For many cancer patients, survival depends on whether their doctors can successfully remove the tumors in their entirety. But relying on conventional imaging technologies makes this difficult, and surgeons often inadvertently leave cancer cells behind.
Researchers at the University of Washington’s Fred Hutchinson Cancer Research Center have developed an imaging agent that allows physicians to identify and surgically remove smaller areas of tumor tissue than is possible with standard imaging techniques. In tests, the fluorescent imaging agent helped them detect several kinds of cancer in mice, including those of the brain, prostate, and intestines. The researchers hope to begin testing the imaging system in humans in as few as 18 months.
The researchers call the agent “tumor paint” because, when injected into the bloodstream, it seems to cling to and illuminate only tumor cells. The tumor paint allows for what’s called molecular imaging: it tells researchers about a tissue’s chemical activities, rather than showing them what a tissue looks like, as do traditional imaging technologies such as magnetic resonance imaging (MRI). Molecular imaging for cancer could help doctors find and remove traces of tumor cells that are invisible during surgeries guided by preoperative MRIs, the current standard.
The tumor-paint compound has two major parts. One is a protein called chlorotoxin, which binds to cancer cells. This protein, which is made by TransMolecular, a company based in Cambridge, MA, is currently in phase II clinical trials as a targeted treatment for brain cancer. To make chlorotoxin visible to near-infrared cameras, the University of Washington researchers bound it to a fluorescent protein. Near-infrared light can travel only one or two centimeters through the body, which means the University of Washington agent couldn’t be used to diagnose cancer noninvasively in people. But doctors could use near-infrared imaging during surgery to remove a tumor, or use an endoscope to look for colon cancers.
Researchers developing molecular imaging agents for cancer have run up against two major challenges, says James Olson, who led the imaging research and is a practicing physician and professor of pediatric oncology at the University of Washington. It has been difficult to synthesize imaging agents that bind only to cancer cells. And most that have been developed are limited to detecting only one cancer type.
The University of Washington agent solves both problems. It seems to target an enzyme that breaks down the tissues that surround and hold tumors in, enabling them to grow and spread. This enzyme is made by many tumor types.
Olson says that performing near-infrared imaging during surgery could have a great impact on the treatment of tumors that are not sensitive to radiation and chemotherapy, including many prostate, ovarian, and breast cancers. For many common cancers, what determines how long a patient survives is whether doctors succeed in completely removing a tumor. “You assume clusters [of cancer cells] are left behind for all [these surgeries],” says Olson.
Even a small amount of tumor tissue can be deadly. For children with medulloblastoma, for example, if the surgeon leaves behind less than 1.5 cubic centimeters of cancer tissue, the survival rate is 80 percent. If the surgeon leaves more than this amount, survival drops as low as 50 percent. But distinguishing small amounts of tumor tissue during surgery is difficult, especially during brain surgery.

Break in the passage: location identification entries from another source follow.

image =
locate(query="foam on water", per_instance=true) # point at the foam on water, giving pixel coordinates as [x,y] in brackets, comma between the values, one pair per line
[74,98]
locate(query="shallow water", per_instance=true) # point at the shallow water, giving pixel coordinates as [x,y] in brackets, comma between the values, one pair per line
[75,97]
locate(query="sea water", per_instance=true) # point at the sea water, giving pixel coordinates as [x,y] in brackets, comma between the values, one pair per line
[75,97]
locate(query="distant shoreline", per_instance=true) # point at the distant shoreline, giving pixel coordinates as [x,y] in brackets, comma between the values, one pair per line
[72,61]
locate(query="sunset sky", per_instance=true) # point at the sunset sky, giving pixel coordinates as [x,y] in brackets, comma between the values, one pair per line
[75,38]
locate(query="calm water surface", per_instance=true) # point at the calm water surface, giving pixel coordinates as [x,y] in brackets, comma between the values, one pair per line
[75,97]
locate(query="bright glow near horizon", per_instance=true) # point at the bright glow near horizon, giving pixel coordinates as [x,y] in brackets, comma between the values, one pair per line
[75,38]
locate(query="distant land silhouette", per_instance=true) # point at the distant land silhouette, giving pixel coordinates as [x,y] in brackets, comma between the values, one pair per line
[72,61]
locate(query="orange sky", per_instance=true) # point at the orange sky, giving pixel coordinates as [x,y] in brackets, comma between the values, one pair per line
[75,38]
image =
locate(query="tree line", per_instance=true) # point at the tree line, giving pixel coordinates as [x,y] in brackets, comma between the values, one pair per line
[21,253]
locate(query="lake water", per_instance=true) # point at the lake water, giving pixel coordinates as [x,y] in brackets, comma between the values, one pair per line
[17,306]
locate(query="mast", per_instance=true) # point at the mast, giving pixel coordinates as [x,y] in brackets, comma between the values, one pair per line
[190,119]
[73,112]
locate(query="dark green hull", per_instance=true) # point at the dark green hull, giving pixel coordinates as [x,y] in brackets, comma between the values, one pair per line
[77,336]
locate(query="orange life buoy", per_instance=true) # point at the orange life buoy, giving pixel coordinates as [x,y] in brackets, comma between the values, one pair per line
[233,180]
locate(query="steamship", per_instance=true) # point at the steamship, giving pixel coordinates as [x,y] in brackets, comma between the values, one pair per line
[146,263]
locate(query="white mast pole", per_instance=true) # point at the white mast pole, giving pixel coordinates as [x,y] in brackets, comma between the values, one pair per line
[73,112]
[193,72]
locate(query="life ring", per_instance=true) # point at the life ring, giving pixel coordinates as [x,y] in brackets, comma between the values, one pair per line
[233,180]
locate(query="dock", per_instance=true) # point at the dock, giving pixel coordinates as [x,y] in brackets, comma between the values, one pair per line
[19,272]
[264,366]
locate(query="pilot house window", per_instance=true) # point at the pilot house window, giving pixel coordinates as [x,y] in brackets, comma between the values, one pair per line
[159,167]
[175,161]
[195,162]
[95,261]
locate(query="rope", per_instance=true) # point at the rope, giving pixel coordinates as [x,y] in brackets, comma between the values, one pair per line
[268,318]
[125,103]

Olson says that near-infrared imaging could be used at what is normally the endpoint of cancer surgeries, when doctors, guided by preoperative images and their own sense of touch and sight, believe they have removed the extent of a tumor. Surgeons could then wheel an infrared imaging system up to a patient who has been administered the fluorescent tumor label, then find and remove any remaining traces of cancer.

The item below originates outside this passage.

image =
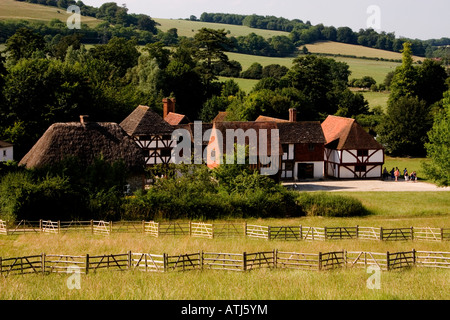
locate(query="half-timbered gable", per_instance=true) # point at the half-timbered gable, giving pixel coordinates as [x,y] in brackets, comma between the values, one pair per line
[350,151]
[151,133]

Using their near-infrared imaging agent in mice, the University of Washington researchers were able to detect clusters of as few as 200 cancer cells. Olson says that in his 15 years of oncology he has seen “nothing else close” to this sensitivity. This resolution is “pretty impressive,” agrees Khalid Shah, head of the molecular neuroscience imaging lab at Massachusetts General Hospital’s Center for Molecular Imaging Research.
The high resolution of the tumor paint should help surgeons see which tissues to remove–and also what to leave behind. This is a particular problem during brain surgery, when removing normal tissue can mean loss or impairment of major functions. But removing cancerous tissue while sparing normal tissue is a difficult trade-off during all cancer surgeries, says Olson. Surgeons must “decide whether or not to do extensive surgery and take out lots of lymph nodes,” which carry cancer cells from their original site to other places throughout the body. This is a difficult choice: while removing lymph nodes can prevent cancer from coming back, loss of many lymph nodes can cause swelling, aching, and numbness long after patients recover from surgery.

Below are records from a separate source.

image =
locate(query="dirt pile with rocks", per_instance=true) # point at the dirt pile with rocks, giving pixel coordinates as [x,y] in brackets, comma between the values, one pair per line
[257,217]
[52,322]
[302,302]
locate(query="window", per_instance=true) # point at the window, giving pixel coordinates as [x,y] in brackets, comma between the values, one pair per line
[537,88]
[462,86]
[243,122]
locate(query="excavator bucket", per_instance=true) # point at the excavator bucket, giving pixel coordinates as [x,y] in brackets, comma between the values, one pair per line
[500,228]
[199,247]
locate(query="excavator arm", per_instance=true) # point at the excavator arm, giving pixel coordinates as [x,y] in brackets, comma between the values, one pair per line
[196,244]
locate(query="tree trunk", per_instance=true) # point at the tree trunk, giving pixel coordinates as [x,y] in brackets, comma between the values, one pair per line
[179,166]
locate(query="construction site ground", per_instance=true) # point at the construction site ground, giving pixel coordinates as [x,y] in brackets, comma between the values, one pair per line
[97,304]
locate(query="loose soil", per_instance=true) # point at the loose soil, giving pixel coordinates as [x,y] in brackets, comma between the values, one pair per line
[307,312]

The advantage of the University of Washington imaging agent is its specificity, says Michael Egan, president of TransMolecular, the company that makes chlorotoxin. TransMolecular will work with Olson to move the agent to clinical trials. Olson and Egan are confident that the agent will prove safe for use in humans, given the success of chlorotoxin in human trials and their results in the mouse study. Autopsies and evaluations of the mice’s organ function showed no evidence of toxicity.